Friday, November 29, 2013

Bill 46 attacks nursing moms, new dads, the sick and the injured


Bill 46 sets out what the annual cost-of-living adjustment (COLA) will be for public servants from April 1, 2013 to March 31, 2017. In this way, the Tory government has displaced arbitration as the way to resolve collective bargaining impasse in the public sector with employer fiat via legislation (which is likely a violation of the Charter protections associated with the freedom to associate, but let’s move on for the moment).

The COLA set out in the legislation are:
  • 0% in 2013
  • 0% in 2014
  • 1% in 2015, and
  • 1% in 2016

To “sweeten” the deal, the government will also make a one-time payment of $875 to each employee on April 1, 2014 in lieu of a COLA. Unions and workers generally don’t like one-time payments because they (naturally) don’t carry forward into future years and thus the inflation that an actual COLA is supposed to offset erodes the purchasing power of the employees’ wages. Employers, conversely, love one-time payments because they are much less expensive (in the long-term) than a percentage increase in salary.

One of the interesting features of Bill 46 is that not every employee is eligible for this one-time payment. Section 3(3) of Bill 46 says:
3(3) An employee is not eligible to receive a lump sum payment under section 2(d) if, on April 1, 2014, the employee is
 (a) on a leave of absence and receiving workers’ compensation benefits,(b) on a leave of absence and receiving payments under the Government Long Term Disability Plan referred to in Article 33A of the Master Agreement,(c) on parental or adoption leave as described in Article 40 of the Master Agreement,(d) on maternity leave as described in Article 40A of the Master Agreement, or(e) on a leave of absence as described in Article 46 of the Master Agreement, and that leave began before April 1, 2013.
Basically, if you are a nursing mom on mat leave, or a dad at home with a new baby on parental leave, or you have MS and you’re on a medical leave, or you lost a hand on the job and are on workers’ comp, you don’t get the $875, even when you return.

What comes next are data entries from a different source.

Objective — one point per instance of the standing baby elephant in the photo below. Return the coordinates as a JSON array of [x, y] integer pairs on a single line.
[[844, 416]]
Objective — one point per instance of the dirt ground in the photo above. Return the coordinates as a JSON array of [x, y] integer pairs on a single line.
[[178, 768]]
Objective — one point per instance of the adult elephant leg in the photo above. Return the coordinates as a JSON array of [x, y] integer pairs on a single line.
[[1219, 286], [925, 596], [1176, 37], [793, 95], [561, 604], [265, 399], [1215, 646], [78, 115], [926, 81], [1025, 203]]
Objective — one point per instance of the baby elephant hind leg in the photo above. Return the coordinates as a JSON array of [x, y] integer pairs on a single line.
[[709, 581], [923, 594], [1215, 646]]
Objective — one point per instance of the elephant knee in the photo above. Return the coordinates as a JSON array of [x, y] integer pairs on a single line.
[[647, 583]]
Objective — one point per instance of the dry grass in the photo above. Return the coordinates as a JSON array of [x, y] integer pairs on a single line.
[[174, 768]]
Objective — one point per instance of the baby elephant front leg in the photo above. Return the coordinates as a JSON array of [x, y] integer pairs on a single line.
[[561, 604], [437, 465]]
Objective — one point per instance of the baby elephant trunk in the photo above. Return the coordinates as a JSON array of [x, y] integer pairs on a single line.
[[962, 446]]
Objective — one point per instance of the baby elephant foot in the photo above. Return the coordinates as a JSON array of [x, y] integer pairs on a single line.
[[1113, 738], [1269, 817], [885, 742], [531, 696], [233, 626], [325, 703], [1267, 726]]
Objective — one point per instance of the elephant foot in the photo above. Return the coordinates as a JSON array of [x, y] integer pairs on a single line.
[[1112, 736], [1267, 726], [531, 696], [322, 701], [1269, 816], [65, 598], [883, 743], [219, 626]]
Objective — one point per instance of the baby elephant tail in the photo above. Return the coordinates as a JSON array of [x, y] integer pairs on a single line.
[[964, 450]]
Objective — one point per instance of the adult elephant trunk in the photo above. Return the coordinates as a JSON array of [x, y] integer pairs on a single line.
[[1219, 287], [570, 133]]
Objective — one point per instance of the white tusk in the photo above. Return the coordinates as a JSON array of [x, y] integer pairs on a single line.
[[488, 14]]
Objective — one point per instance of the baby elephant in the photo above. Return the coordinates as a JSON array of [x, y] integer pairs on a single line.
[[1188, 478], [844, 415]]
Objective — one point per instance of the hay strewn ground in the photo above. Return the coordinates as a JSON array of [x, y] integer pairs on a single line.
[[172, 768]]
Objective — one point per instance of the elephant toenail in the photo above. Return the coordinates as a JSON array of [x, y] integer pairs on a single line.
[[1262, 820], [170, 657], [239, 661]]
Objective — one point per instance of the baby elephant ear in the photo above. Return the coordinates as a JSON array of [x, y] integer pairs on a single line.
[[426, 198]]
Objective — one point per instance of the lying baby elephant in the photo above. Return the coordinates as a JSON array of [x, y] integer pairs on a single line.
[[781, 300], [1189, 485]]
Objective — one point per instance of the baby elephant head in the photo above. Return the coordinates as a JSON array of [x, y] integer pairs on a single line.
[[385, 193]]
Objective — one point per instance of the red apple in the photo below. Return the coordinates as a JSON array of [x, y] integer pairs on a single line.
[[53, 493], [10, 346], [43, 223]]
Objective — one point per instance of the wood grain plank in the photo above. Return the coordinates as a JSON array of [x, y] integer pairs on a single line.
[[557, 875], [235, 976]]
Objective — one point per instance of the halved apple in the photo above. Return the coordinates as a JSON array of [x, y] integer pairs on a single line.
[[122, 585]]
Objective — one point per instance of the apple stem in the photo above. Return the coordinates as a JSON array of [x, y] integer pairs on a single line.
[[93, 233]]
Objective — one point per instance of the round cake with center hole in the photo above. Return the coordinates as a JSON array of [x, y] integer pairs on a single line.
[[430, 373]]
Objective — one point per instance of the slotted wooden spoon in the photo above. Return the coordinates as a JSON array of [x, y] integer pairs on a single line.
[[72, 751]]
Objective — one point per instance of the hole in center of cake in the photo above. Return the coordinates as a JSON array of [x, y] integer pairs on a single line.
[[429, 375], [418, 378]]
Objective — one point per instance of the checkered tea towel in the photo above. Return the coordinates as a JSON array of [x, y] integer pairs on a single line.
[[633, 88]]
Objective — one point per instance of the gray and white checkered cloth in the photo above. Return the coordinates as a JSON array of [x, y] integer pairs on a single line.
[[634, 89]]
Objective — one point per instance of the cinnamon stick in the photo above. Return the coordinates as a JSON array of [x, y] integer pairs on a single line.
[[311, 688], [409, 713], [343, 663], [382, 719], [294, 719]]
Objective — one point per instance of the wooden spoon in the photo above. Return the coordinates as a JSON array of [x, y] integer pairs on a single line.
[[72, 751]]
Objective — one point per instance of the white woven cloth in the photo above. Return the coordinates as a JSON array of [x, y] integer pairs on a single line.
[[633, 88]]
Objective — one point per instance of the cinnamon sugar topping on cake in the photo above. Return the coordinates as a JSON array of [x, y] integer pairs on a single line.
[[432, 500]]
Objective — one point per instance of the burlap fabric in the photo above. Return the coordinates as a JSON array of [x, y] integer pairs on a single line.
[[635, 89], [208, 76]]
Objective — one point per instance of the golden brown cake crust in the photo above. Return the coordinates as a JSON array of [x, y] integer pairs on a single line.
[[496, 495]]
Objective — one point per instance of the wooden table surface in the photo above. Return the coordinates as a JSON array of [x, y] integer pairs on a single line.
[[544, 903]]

Now, if the 2014 payment had been a proper COLA, you likely would receive it on your return to work. This is because a COLA isn’t about performance, it is just to ensure inflation doesn’t erode your wages.

Indeed, if you didn’t receive it, the employer would be violating s.7 of Alberta’s human rights legislation. For those Tory MLAs who didn’t read the law they passed, it says:
7(1) No employer shall... 
(b) discriminate against any person with regard toemployment or any term or condition of employment,because of … gender, physical disability, mental disability, … family status… .
And, of course, there is that awkward s.15(1) of the Charter that prohibits governments from discriminating:
15. (1) Every individual is equal before and under the law and has the right to the equal protection and equal benefit of the law without discrimination and, in particular, without discrimination based on race, national or ethnic origin, colour, religion, sex, age or mental or physical disability.
Yet refusing to pay the $875 to people on leaves which reflect underlying protected grounds (disability family status and gender) also violates both Alberta’s human rights legislation and the Charter. Oops. So these provisions of Bill 46 should be easy to strike down. (Oops, I said “strike”—hope I don’t get fined under Bill 45!)

What is surprising is that the Premier and the Minister of Human Services (both lawyers) would somehow fail to grasp this fairly basic legal problem with Bill 46.

Vastly more troubling is that Alison Redford and Dave Hancock seem to have missed the moral issue here. As a society, we don’t discriminate against the sick and the injured. And we don’t discriminate against nursing moms and new dads.

Unless they’re union members, I guess.